Encryption failsRecord dropped.

SignalDefault retentionTenant-extensible?
tool_invocation90 daysYes
recovery_retrieved90 daysYes
session_summary90 daysYes
client_state90 daysYes
compression_sample7 daysNo — hard cap.

The 7-day hard cap on compression_sample is non-negotiable. Samples are the only signal that carries redacted output content; the rule-tuning use case doesn’t benefit from longer retention, and every extra day is unnecessary blast radius.


What the contract explicitly does not send

Section titled “What the contract explicitly does not send”

The wire never carries any of the following. None are on the allowlist; no code path attaches them. An automated test asserts only allowlisted keys appear on the wire — a change that adds any of these fails the build before merge.

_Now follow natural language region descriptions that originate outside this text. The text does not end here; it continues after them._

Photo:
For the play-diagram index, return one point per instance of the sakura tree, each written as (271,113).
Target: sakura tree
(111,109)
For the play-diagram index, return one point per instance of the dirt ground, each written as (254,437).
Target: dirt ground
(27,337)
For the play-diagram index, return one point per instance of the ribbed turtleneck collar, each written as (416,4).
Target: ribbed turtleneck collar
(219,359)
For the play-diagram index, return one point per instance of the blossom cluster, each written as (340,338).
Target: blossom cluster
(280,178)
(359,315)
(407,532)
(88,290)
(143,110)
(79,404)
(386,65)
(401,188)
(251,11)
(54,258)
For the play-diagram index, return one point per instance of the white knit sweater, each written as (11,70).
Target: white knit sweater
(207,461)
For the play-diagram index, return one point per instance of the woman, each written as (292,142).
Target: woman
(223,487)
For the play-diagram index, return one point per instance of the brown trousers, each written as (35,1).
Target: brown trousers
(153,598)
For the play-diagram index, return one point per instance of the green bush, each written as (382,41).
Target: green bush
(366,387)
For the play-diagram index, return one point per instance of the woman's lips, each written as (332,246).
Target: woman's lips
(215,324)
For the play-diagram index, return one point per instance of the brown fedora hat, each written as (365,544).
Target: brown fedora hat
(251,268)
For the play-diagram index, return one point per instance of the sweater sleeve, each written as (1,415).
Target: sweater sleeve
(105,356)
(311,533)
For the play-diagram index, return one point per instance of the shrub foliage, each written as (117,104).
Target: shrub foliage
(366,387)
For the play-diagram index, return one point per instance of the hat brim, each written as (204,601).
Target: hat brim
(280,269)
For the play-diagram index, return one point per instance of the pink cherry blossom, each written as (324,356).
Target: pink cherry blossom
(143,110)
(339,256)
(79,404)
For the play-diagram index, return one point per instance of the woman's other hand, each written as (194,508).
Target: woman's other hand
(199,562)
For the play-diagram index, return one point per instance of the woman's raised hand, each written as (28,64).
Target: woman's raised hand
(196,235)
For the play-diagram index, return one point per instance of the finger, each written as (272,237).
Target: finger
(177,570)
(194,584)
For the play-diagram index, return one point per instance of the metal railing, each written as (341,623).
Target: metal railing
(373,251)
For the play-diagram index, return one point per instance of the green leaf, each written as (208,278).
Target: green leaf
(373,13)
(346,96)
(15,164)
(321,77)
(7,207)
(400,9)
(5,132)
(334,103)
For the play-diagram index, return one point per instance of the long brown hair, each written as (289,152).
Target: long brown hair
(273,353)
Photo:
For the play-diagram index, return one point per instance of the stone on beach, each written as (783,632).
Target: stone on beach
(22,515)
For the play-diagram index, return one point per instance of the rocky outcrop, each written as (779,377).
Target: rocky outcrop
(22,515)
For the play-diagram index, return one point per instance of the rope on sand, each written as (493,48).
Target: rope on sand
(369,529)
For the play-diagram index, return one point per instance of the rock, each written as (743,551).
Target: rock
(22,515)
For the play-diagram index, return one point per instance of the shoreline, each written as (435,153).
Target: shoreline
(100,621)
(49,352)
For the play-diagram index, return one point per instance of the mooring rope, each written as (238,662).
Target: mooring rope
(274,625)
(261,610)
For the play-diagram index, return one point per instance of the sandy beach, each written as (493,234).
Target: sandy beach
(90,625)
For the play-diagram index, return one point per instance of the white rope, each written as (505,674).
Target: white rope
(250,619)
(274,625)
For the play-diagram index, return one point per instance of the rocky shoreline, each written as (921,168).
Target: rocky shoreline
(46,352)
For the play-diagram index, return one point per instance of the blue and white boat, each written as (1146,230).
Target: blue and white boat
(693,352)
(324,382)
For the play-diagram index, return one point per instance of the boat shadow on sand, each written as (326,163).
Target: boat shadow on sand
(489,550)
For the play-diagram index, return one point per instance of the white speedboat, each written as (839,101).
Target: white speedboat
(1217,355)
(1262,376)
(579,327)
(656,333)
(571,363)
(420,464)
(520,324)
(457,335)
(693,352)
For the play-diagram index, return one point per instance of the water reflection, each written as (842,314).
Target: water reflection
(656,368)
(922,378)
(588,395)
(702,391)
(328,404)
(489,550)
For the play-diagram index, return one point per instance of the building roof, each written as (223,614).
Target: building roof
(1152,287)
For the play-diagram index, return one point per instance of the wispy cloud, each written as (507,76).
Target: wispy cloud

  1. Bash stdout / stderr content, in any form (including hashes).
  2. Tool inputs: file contents, web content, MCP tool-call results.
  3. Agent transcripts, prompts, messages, message hashes.
  4. Environment variables — names or values.
  5. Raw file paths.
  6. Hostnames, OS usernames, real names, IP addresses, MAC addresses.
  7. Free-text feedback / notes / comments. None exist by design.
  8. Rule contents or rule diffs — only the rule’s identifier.
  9. Stack traces, panic messages, crash report bodies.
  10. Branch names, commit messages, git refs.
  11. Raw email. Read once locally to compute user_id, then discarded.

  • Allowlist — Explicit list of what is permitted; everything else is denied.
  • Enrollment manifest — JSON file generated by the PointFive portal and deployed via MDM. Carries tenant_id, bearer_token, user_id_hmac_key, and install-time config.
  • Fail-closed — On any error, drop the data rather than emit it raw.
  • MDM — Mobile Device Management / endpoint management system.
  • Signal — A named, schema’d record type on the wire (one of the five above).
  • Tier — Level of data sharing (0/1/2/4). Capped from above by install-time config.